Monday, Jan. 20, 1997
IN THEIR FACE
By TIM PADGETT/LIMA
Wearing blue jeans and a contemptuous look, Peru's President Alberto Fujimori swaggers into the dank cellblock of the Castro Castro Prison, a squalid penitentiary on Lima's outskirts that houses scores of captured rebels from the Tupac Amaru Revolutionary Movement (MRTA). Seeing Fujimori, the Tupac prisoners spring angrily from the concrete beds inside their overcrowded cells. Fists raised, they hurl deafening Marxist choruses: "Fujimori, dictator, the people will defeat you!"
Fujimori hardly blinks; he is unfazed by the stench of sweat and sewage. He moves toward the cell bars, his face so close that the guerrillas would gladly put him in a choke hold if not for the armed guards, and suddenly he smiles at them. Strolling on through the cellblock, he sees an inmate weaving straw hats. "Those are good looking," the President says; "let me buy one." The inmate's reply is hardly Marxist: "Ten soles" ($4). He hands the hat through the bars, and Fujimori puts it on. "Pay the man," he tells an aide. "I don't want him to think I'm a cheat."

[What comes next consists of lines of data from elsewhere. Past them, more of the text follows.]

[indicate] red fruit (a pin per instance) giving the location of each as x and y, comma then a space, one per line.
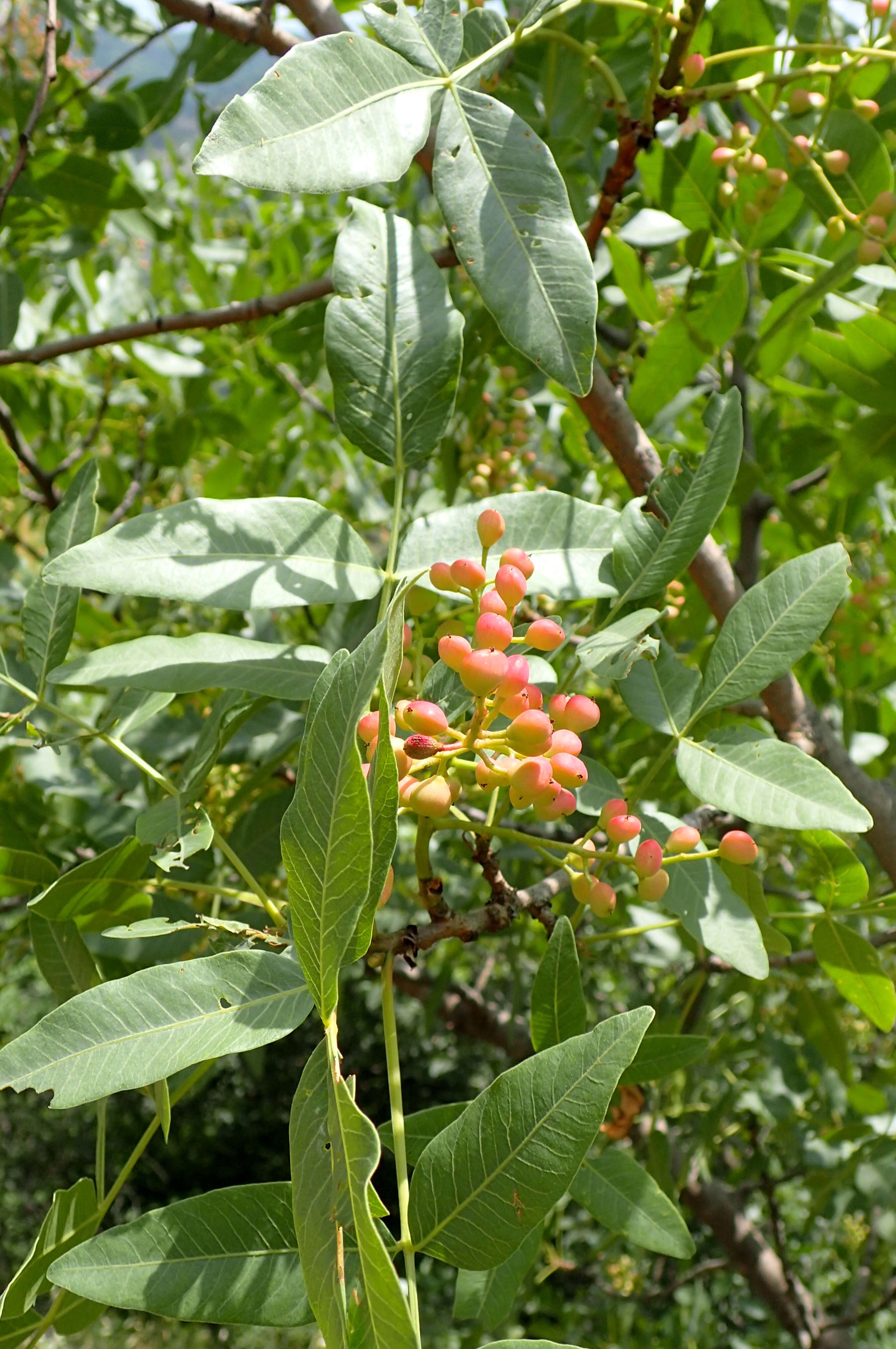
467, 574
519, 559
610, 810
648, 860
544, 636
493, 630
564, 742
685, 840
452, 651
493, 604
581, 714
516, 679
441, 577
653, 887
426, 718
482, 671
623, 829
570, 771
422, 746
530, 733
490, 527
739, 848
511, 585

Across town, some 20 heavily armed Tupac Amaru militants still hold 74 hostages--including Fujimori's brother--inside the Japanese ambassador's residence, which they seized in a stunning raid on a gala cocktail party Dec. 17. Their main demand: the release of 450 comrades imprisoned in holes like Castro Castro. Turning to the reporters from Time he has taken into the prison, Fujimori waves his hand at the cells. "How do you expect me to negotiate with violent criminals like these? I can't let these people go. Never."
It was the President's most vivid rebuff yet of Tupac Amaru's demand. And given the guerrillas' own intransigence, it illustrated just how long Peru's hostage crisis could drag on. Since the well-being of the hostages keeps Fujimori from using his iron fist to rescue them, he decided last week to rely on his own steely resolve, settling into a tense staring match with Tupac Amaru.

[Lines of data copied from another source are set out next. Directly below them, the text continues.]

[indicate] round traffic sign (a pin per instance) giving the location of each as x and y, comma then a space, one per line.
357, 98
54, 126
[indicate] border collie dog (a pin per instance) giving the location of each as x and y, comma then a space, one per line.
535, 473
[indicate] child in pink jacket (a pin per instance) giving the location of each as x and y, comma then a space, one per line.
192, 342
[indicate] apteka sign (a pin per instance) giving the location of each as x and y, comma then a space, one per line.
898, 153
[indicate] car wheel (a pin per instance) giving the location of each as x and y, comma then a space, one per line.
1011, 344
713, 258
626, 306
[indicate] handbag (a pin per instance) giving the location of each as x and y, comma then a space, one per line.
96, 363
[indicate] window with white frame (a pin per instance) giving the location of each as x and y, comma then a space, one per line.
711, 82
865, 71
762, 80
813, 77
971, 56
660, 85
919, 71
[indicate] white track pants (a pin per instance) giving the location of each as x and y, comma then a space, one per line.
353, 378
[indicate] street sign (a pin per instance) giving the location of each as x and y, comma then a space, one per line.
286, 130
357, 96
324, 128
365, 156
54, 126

But what the world outside thinks of Fujimori is beginning to concern him more. For three weeks he has bristled at suggestions that his reputation as terrorist buster and friend of the poor was at stake inside the Japanese residence as much as the lives of the hostages. In an interview with Time last week, his first face-to-face session with the press since the crisis began, Fujimori adamantly rejected political dialogue with Tupac Amaru, insisting that the group was "in extinction." And he seemed nettled by one criticism growing louder as a result of the crisis: that in his impressive but authoritarian crusade to end Peru's long night of guerrilla terrorism--especially the atrocities of the Maoist-inspired Shining Path--he has ended up exacerbating the poverty and human-rights abuses that helped spawn rebellion in the first place.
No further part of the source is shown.